Huntington disease (HD) is a neurodegenerative disorder caused by a polyglutamine expansion in the HTT gene. Various HD animal models have been generated to mimic the motor, cognitive and neuropsychiatric disturbances that affect HD patients. Reproducing disease phenotypes within these models is essential to identify reliable readouts for therapy studies. We validated behavioral phenotypes shown earlier by other research groups in the BACHD rat model, using both previously applied and novel tests for motor, cognitive and anxiety-like behaviors. We first confirmed known BACHD rats’ phenotypes in rotarod, open field (OF) and elevated plus maze (EPM) tests. We then assessed the reproducibility of key phenotypes in the model using new tests: cliff hanging, passive avoidance (PA), Morris water maze (MWM), light dark box and light spot tests. We confirmed impaired motor coordination in the rotarod test and reduced activity in the OF. In line with earlier results in BACHD rats using different tests, we showed impaired reversal learning in MWM and decreased anxiety-like behavior with the light spot test supporting the validity of BACHD rats as a model of HD. Results in the EPM, light dark box, cliff hanging and PA tests did not confirm earlier findings. This may depend on phenotype inconsistencies or rather be related to differences in environmental variables, test typology, experimental settings, animal age and chosen behavioral parameters.
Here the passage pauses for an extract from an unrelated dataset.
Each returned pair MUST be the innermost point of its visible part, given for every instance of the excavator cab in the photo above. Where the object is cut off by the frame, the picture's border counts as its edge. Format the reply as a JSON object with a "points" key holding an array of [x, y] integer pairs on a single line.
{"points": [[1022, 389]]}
亨廷顿病 (HD) 是一种由HTT 中多聚谷氨酰胺扩张引起的神经退行性疾病基因。已经生成了各种 HD 动物模型来模拟影响 HD 患者的运动、认知和神经精神障碍。在这些模型中重现疾病表型对于确定治疗研究的可靠读数至关重要。我们使用先前应用的和新的运动、认知和焦虑样行为测试，验证了其他研究小组之前在 BACHD 大鼠模型中显示的行为表型。我们首先在旋转棒、开放场 (OF) 和高架十字迷宫 (EPM) 测试中确认了已知的 BACHD 大鼠的表型。然后，我们使用新测试评估了模型中关键表型的可重复性：悬崖悬挂、被动回避 (PA)、莫里斯水迷宫 (MWM)、浅暗箱和亮点测试。我们在旋转棒测试中证实了运动协调受损和 OF 活动减少。与使用不同测试的 BACHD 大鼠的早期结果一致，我们在 MWM 中显示出受损的逆转学习和减少的焦虑样行为，光斑测试支持 BACHD 大鼠作为 HD 模型的有效性。EPM、浅暗盒、悬崖悬挂和 PA 测试的结果并未证实早期的发现。这可能取决于表型不一致，或者与环境变量、测试类型、实验设置、动物年龄和所选行为参数的差异有关。